Davies, 53, has gathered an impressive group of country music stars for a tribute album, "Caught in the Webb: A Tribute to the Legendary Webb Pierce," on Audium Records.

Dwight Yoakam, Robbie Fulks, Crystal Gayle, George Jones, Mandy Barnett, Emmylou Harris, Allison Moorer, Lionel Cartwright, Willie Nelson and Billy Walker are among those on the album.

The music they celebrate hasn't dominated mainstream country since Pierce's heyday in the 1950s and '60s. The songs, propelled by twin fiddles and weeping steel guitar, talk about the temptations of drinking ("There Stands the Glass"), two-timing ("Back Street Affair") and love gone wrong.

"I've worked with the same engineer for years now," Davies said. "He came to me after the sessions and told me he couldn't get the melodies to Webb's songs out of his head.

"I told him that's because they have melodies. So much of the stuff done today doesn't even bother with it."

Pierce dominated country music in the 1950s with hits such as "Wondering," "In the Jailhouse Now" and "Honky Tonk Song."

Pierce was 69 when he died of cancer in 1991. By that time he'd become better known for his colorful, sometimes abrasive personality. His singing style--nasal and occasionally off pitch--is the stuff that parodies of country music thrive on. He courted the attention of Nashville tourists with a guitar-shaped swimming pool and a convertible studded with silver dollars.

One widely told story has a fellow country music star complaining that Pierce made himself too accessible to tourists, compromising their neighborhood's privacy. Pierce replied: "Well, you shouldn't have moved so close to a star."

The idea for the tribute album was born when Davies was interviewed by a disc jockey for a show last February that marked the 10th anniversary of Pierce's death. She mentioned her desire to make a tribute album.

"The next morning I got an e-mail from [Pierce's daughter] Deborah. It said that she and Webb's wife, Audrey, had heard the interview and wanted to know if I was serious about doing a tribute."

The three women met at one of Davies' Nashville shows and started planning the album.

"I don't have any money," Davies said. "I've had 18 hit records and I don't know how many in the Top 10, and I've never seen a royalty check from a record label in my life.

"I decided I could sell my Rolex watch, which is the only thing of value that I have left. Then the musicians, especially [the band] BR549, said, 'Don't do it, don't sell your watch. Get the guys to play for nothing.'"

She announced that album proceeds would go to the Minnie Pearl Cancer Research Foundation and the Country Music Hall of Fame and Museum, then started making phone calls.

"Nobody said no," she said. "There were a few conflicts with schedules, which stopped Mark Knopfler from being on it, but that was all."

The album was recorded in two daylong sessions last June. Several stars backed out when told how quickly the album had to be recorded to save money.

"A couple of people I had to go, 'Look, if you can't sing, don't come,'" she said. "I don't have time to do overdubs or 15 vocals.
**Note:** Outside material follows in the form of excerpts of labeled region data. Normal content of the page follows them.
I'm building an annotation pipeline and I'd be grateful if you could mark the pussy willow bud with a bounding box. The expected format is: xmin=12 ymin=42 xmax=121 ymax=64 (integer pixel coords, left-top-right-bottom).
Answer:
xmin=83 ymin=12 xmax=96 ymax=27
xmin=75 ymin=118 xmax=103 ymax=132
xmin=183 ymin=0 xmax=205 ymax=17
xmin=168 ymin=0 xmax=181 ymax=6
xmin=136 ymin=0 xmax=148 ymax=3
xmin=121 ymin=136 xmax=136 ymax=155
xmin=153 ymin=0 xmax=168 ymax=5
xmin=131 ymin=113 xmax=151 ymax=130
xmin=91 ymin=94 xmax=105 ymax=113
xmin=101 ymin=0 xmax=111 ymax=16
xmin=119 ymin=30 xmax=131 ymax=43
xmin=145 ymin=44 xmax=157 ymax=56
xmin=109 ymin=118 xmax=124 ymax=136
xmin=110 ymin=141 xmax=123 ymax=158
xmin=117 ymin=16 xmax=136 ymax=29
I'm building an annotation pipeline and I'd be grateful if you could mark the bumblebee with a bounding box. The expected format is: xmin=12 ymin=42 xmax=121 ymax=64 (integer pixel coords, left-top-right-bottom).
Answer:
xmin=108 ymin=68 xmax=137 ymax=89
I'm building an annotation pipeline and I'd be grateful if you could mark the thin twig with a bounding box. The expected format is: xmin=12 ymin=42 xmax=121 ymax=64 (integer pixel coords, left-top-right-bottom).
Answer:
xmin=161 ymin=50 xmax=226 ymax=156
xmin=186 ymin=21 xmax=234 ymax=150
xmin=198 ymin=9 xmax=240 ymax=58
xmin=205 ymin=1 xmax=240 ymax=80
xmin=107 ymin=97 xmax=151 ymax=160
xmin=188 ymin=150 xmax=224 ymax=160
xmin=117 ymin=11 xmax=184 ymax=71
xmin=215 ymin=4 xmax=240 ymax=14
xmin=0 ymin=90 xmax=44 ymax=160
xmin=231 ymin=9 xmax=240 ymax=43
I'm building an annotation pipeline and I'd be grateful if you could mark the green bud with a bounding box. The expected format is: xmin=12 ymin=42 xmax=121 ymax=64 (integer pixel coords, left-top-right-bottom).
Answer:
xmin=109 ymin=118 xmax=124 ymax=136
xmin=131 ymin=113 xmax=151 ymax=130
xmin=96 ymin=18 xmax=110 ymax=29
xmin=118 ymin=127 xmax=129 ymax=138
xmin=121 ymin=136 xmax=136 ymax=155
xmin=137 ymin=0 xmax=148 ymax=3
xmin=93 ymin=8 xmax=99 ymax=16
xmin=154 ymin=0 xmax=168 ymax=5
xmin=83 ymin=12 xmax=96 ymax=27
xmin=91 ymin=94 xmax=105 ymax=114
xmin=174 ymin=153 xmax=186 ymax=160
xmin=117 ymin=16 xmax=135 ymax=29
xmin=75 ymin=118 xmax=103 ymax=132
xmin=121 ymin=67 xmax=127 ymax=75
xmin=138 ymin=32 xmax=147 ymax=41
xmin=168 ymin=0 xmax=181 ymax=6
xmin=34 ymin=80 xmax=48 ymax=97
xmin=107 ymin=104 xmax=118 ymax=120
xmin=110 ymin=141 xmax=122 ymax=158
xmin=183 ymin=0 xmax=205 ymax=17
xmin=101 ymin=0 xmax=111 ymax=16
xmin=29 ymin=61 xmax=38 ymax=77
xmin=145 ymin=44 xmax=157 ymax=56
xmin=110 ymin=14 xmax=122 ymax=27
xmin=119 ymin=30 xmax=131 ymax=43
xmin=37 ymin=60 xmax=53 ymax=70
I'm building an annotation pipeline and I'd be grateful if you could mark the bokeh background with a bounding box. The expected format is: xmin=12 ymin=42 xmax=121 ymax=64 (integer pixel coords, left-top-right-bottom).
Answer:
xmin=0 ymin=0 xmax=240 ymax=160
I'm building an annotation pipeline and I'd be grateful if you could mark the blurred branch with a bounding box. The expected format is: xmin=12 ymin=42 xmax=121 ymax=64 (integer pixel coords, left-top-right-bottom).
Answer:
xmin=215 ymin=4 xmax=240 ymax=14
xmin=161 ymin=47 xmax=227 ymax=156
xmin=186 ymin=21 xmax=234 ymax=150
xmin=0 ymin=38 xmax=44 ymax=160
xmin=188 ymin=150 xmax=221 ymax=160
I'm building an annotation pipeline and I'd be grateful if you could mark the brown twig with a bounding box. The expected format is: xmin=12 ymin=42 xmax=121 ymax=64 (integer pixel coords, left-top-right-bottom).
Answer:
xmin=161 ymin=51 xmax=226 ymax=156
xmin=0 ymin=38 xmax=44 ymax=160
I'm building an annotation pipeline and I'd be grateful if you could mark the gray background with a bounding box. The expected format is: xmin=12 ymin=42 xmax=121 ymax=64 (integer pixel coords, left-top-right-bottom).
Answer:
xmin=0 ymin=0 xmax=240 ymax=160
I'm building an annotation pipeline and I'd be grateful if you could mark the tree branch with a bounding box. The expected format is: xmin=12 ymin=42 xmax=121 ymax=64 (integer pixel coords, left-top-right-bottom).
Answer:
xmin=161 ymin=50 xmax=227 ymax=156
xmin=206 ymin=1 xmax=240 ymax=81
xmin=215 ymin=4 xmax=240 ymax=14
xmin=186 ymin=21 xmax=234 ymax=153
I don't do Pro Tools [computer software used by many stars to correct their voices if they hit bad notes].

"You show up, you get two passes at your vocal....There were a couple of people who panicked when I said that and backed out, but their names will go unmentioned. Lovely people, but it was scary for them."

The result is a grab bag of talented singers, among them Grand Ole Opry stars such as Walker and Charley Pride, mainstream stars such as Pam Tillis and Nelson, and critical favorites like Fulks and Dale Watson.

Cartwright, who scored the No. 1 hit "Leap of Faith" in 1991, expertly replicates Pierce's trademark vocal yelps on the No. 1 hit from 1952.

"I did it because Gail asked me," said Cartwright, who writes TV background music. "There was a real good feeling on the sessions, no pressure ... to come up with a hit, which was refreshing."

Davies said she doesn't expect "Caught in the Webb" to spark a honky-tonk revival.

"The only other goal we had for it was to help get Webb into the Country Music Hall of Fame," she said. "We recorded the album in June, and they announced he was going in in August.

"So there's no goal but to enjoy the music. And let people know that there's more to Webb Pierce than guitar-shaped swimming pools."